Velocity of a rocket which never returns to earth

[process91]

Homework Statement

With what speed should a rocket be fired upward so that it never returns to earth? (Neglect all forces except the Earth's gravitational attraction)

Homework Equations

The ONLY thing gone over so far involving rockets is the following formula:
Let the altitude of the rocket at time t be r(t), the mass be m(t) and the velocity of the exhaust matter, relative to the rocket be c(t). Then
m(t)r''(t)=-m'(t)c(t)-m(t)g

This is in a section focusing on differential equations.

The Attempt at a Solution

Solving for r'':
r''(t) = - \frac{m'(t)}{m(t)} c(t) - g

And now I don't really know where to go. I can't operate directly on this without making some assumptions about m and c, and based on the problems that we have worked on so far the procedure was similar to this:

Assume c(t) is constant, so c(t)=-c.

Let w be the initial weight of the rocket and fuel. Let k be the rate at which fuel is consumed. Then
m(t)=\frac{w-kt}{g} and m'(t) = -\frac{k}{g}.

Now we have
r''(t)=\frac{kc}{w-kt}-g

Integrating and using the initial condition r'(0)=0:
r'(t)=-c\ln(\frac{w-kt}{w})-gt

Integrating again and using the initial condition r(0)=0:
r(t)=\frac{c(w-kt)}{w}ln(\frac{w-kt}{w})-\frac{1}{2}gt^2+ct

It seems to me that, for this question, this model will not work. No matter what, gravity will pull back down. I really think I need to use a formula for gravity dependent on r(t) in order for this to work. Incidentally, the answer in the book is 6.96 mi/sec.

 

[PeterO]

Homework Statement

With what speed should a rocket be fired upward so that it never returns to earth? (Neglect all forces except the Earth's gravitational attraction)

Homework Equations

The ONLY thing gone over so far involving rockets is the following formula:
Let the altitude of the rocket at time t be r(t), the mass be m(t) and the velocity of the exhaust matter, relative to the rocket be c(t). Then
m(t)r''(t)=-m'(t)c(t)-m(t)g

This is in a section focusing on differential equations.

The Attempt at a Solution

Solving for r'':
r''(t) = - \frac{m'(t)}{m(t)} c(t) - g

And now I don't really know where to go. I can't operate directly on this without making some assumptions about m and c, and based on the problems that we have worked on so far the procedure was similar to this:

Assume c(t) is constant, so c(t)=-c.

Let w be the initial weight of the rocket and fuel. Let k be the rate at which fuel is consumed. Then
m(t)=\frac{w-kt}{g} and m'(t) = -\frac{k}{g}.

Now we have
r''(t)=\frac{kc}{w-kt}-g

Integrating and using the initial condition r'(0)=0:
r'(t)=-c\ln(\frac{w-kt}{w})-gt

Integrating again and using the initial condition r(0)=0:
r(t)=\frac{c(w-kt)}{w}ln(\frac{w-kt}{w})-\frac{1}{2}gt^2+ct

It seems to me that, for this question, this model will not work. No matter what, gravity will pull back down. I really think I need to use a formula for gravity dependent on r(t) in order for this to work. Incidentally, the answer in the book is 6.96 mi/sec.
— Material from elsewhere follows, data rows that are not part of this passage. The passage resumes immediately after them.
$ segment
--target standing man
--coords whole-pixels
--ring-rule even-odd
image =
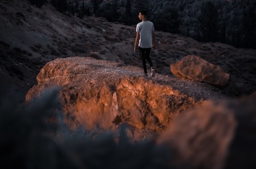
[[[151,60],[149,57],[151,49],[155,48],[155,35],[154,24],[146,19],[147,12],[141,11],[139,13],[139,19],[141,21],[136,26],[136,38],[134,43],[134,52],[139,42],[138,48],[144,69],[145,76],[147,76],[146,59],[149,62],[151,71],[151,76],[155,75]]]

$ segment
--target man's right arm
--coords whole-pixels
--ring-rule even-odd
[[[152,43],[153,44],[152,47],[152,49],[154,50],[156,48],[155,44],[156,44],[156,35],[155,34],[155,32],[153,31],[152,33]]]
[[[135,42],[134,42],[134,52],[136,52],[136,49],[137,47],[137,45],[138,44],[138,41],[139,41],[139,36],[140,35],[140,33],[139,32],[136,32],[136,38],[135,38]]]

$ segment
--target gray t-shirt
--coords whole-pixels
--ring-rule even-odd
[[[139,46],[142,48],[152,47],[152,33],[155,31],[154,24],[149,21],[142,21],[136,26],[136,32],[140,33]]]

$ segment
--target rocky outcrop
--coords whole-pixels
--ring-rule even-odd
[[[169,147],[175,168],[254,168],[255,99],[206,101],[176,118],[157,142]]]
[[[145,133],[165,129],[196,101],[170,85],[140,76],[141,71],[90,58],[58,58],[41,69],[38,84],[27,93],[26,100],[58,86],[71,128],[115,130],[126,124],[131,138],[142,139]]]
[[[221,88],[230,82],[229,74],[199,57],[188,55],[170,67],[171,71],[179,78],[203,81]]]

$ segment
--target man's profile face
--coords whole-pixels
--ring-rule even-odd
[[[139,17],[139,19],[140,20],[142,20],[142,14],[141,14],[141,13],[139,13],[139,16],[138,16],[138,17]]]

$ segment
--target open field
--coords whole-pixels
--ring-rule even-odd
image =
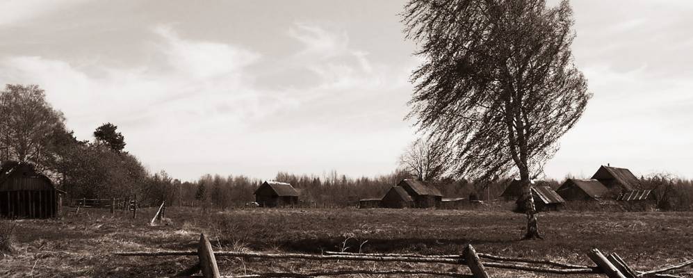
[[[544,240],[519,240],[523,215],[505,211],[390,209],[255,209],[211,211],[168,208],[172,223],[149,227],[155,208],[86,211],[60,220],[18,224],[15,252],[0,259],[0,277],[166,277],[195,257],[120,257],[118,251],[190,250],[199,233],[215,250],[317,253],[321,251],[458,254],[467,243],[478,252],[589,264],[591,248],[615,252],[636,269],[651,269],[693,257],[693,213],[542,213]],[[347,240],[347,238],[349,238]],[[345,243],[345,240],[346,240]],[[361,243],[363,245],[361,245]],[[224,275],[360,267],[468,271],[466,267],[416,263],[268,261],[218,258]],[[559,277],[493,270],[494,277]],[[693,275],[693,269],[678,273]],[[568,275],[568,277],[596,277]]]

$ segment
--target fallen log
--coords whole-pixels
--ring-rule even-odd
[[[113,253],[117,256],[197,256],[195,251],[158,251],[158,252],[132,252]],[[262,259],[302,259],[307,260],[343,260],[343,261],[398,261],[404,263],[465,263],[462,259],[448,258],[410,258],[400,256],[345,256],[345,255],[313,255],[309,254],[268,254],[239,252],[233,251],[219,251],[214,252],[215,256],[231,256],[236,258],[262,258]]]

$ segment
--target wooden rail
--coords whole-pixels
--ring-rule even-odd
[[[551,260],[528,258],[512,258],[488,254],[478,253],[471,245],[467,245],[459,255],[425,256],[415,254],[363,254],[347,252],[325,252],[326,254],[269,254],[241,252],[214,252],[209,240],[204,234],[200,234],[197,251],[157,251],[157,252],[129,252],[114,253],[118,256],[197,256],[198,263],[186,269],[174,277],[234,277],[234,278],[270,278],[270,277],[313,277],[318,276],[338,276],[346,275],[428,275],[453,277],[489,278],[491,276],[487,268],[500,268],[527,271],[539,273],[553,273],[560,275],[575,274],[603,274],[609,278],[680,278],[679,276],[663,274],[662,272],[693,265],[693,260],[667,265],[654,270],[635,271],[626,264],[617,254],[605,255],[596,249],[592,250],[587,256],[596,266],[580,265],[577,264],[557,262]],[[348,270],[334,271],[318,271],[308,273],[272,272],[257,273],[246,275],[222,276],[217,265],[216,257],[230,256],[237,258],[260,258],[273,259],[306,259],[306,260],[343,260],[381,262],[406,262],[423,263],[448,263],[466,265],[471,275],[433,271],[427,270]],[[482,261],[482,259],[487,259]],[[490,260],[490,261],[488,261]],[[550,265],[550,266],[547,266]],[[202,276],[195,276],[202,272]]]

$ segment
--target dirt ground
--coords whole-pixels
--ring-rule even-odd
[[[693,213],[544,213],[539,224],[545,239],[519,240],[525,220],[509,211],[256,208],[203,213],[171,207],[168,224],[151,227],[155,210],[140,209],[136,219],[124,211],[111,215],[91,209],[59,219],[13,220],[17,225],[14,252],[0,256],[0,277],[170,277],[194,264],[196,258],[112,253],[193,250],[200,233],[209,236],[215,251],[450,254],[471,243],[480,252],[592,265],[585,254],[598,248],[618,253],[642,270],[693,259]],[[441,264],[228,257],[218,262],[225,275],[394,268],[468,272],[466,267]],[[600,277],[491,270],[496,277]],[[693,268],[670,273],[693,277]]]

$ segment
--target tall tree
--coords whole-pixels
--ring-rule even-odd
[[[0,91],[0,150],[3,159],[44,167],[54,134],[65,133],[65,117],[46,101],[36,85],[10,85]]]
[[[457,175],[519,175],[525,238],[541,238],[530,180],[591,97],[573,63],[568,1],[411,0],[402,21],[426,59],[412,74],[409,117],[448,142]]]
[[[448,154],[445,144],[420,138],[400,157],[400,166],[420,181],[433,181],[448,171]]]
[[[97,142],[104,144],[113,152],[120,152],[125,148],[125,138],[117,131],[118,126],[110,122],[101,124],[94,131]]]

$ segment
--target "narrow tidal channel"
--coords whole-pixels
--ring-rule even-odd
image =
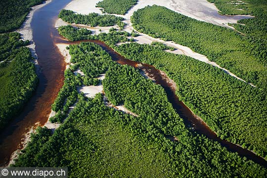
[[[194,131],[197,134],[204,134],[210,139],[219,142],[222,146],[232,152],[237,152],[242,157],[245,157],[260,165],[267,167],[267,161],[263,158],[256,155],[253,152],[241,146],[222,140],[218,137],[216,133],[211,130],[207,124],[188,108],[182,101],[179,101],[175,94],[176,85],[169,79],[167,75],[155,68],[153,66],[126,59],[124,57],[114,51],[103,42],[98,40],[83,40],[77,42],[70,42],[66,40],[58,33],[55,34],[56,43],[63,43],[67,44],[79,44],[81,42],[92,42],[102,47],[111,56],[112,59],[122,65],[129,65],[145,72],[150,78],[152,78],[157,84],[160,85],[165,89],[169,101],[176,109],[180,117],[183,119],[184,124],[187,127],[193,127]]]

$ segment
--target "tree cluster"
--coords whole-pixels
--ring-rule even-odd
[[[138,0],[104,0],[98,2],[96,7],[102,7],[103,12],[124,15]]]
[[[124,23],[122,22],[123,18],[114,15],[99,15],[96,13],[82,15],[76,14],[70,10],[61,10],[58,15],[58,18],[68,23],[90,25],[92,27],[96,26],[108,27],[117,24],[120,27],[123,28],[125,25]]]
[[[152,65],[177,85],[177,94],[222,139],[267,155],[267,96],[221,69],[147,44],[116,47],[128,59]]]
[[[253,55],[251,43],[237,32],[155,5],[134,12],[131,21],[140,32],[188,46],[246,82],[267,89],[266,62],[263,62],[266,59]]]
[[[0,129],[17,114],[31,97],[38,83],[27,42],[18,33],[0,35]]]
[[[2,0],[0,1],[0,33],[10,32],[20,27],[31,7],[44,0]]]
[[[54,134],[38,133],[13,166],[67,167],[70,178],[263,178],[267,174],[266,168],[188,131],[164,89],[137,70],[115,64],[91,43],[70,47],[72,57],[79,54],[76,61],[96,53],[90,60],[97,63],[97,56],[105,54],[106,62],[112,64],[103,82],[107,96],[114,104],[124,102],[138,117],[105,106],[100,93],[94,99],[79,95],[76,107]],[[87,67],[91,66],[84,70]],[[45,139],[41,143],[42,135]]]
Try searching the topic "escape velocity" and see what you find. You could even look up escape velocity in the Index of your textbook.

 

[process91]

I did some reading on escape velocity, and it does seem that is what I need. Just to be clear - this cannot be calculated from the equations I presented, correct?

 

[Curl]

This question doesn't make sense. It matters how long the thrusters are on. If the engine can provide 1m/s velocity forever then the rocket will never return.

 

[issacnewton]

here's the derivation of escape velocity

http://en.wikipedia.org/wiki/Escape_velocity#Deriving_escape_velocity_using_calculus

 

[process91]

Yes, I agree, the question has some ambiguity. This question is in a very well respected calculus book, Apostol's Calculus Vol I. Since the answer is equal to the escape velocity for earth, I assume some outside knowledge is required (literally the only equations talking about rockets in the book are the ones I presented).

 

[PeterO]

I did some reading on escape velocity, and it does seem that is what I need. Just to be clear - this cannot be calculated from the equations I presented, correct?

I don't think so.

Note: when they did the Moon trips in 1969,70, etc, they went very close to giving the craft escape velocity, which is why they had to be aimed carefully so the moon itself would swing them round and send them back to the Earth of anything went wrong - like with Apollo 13.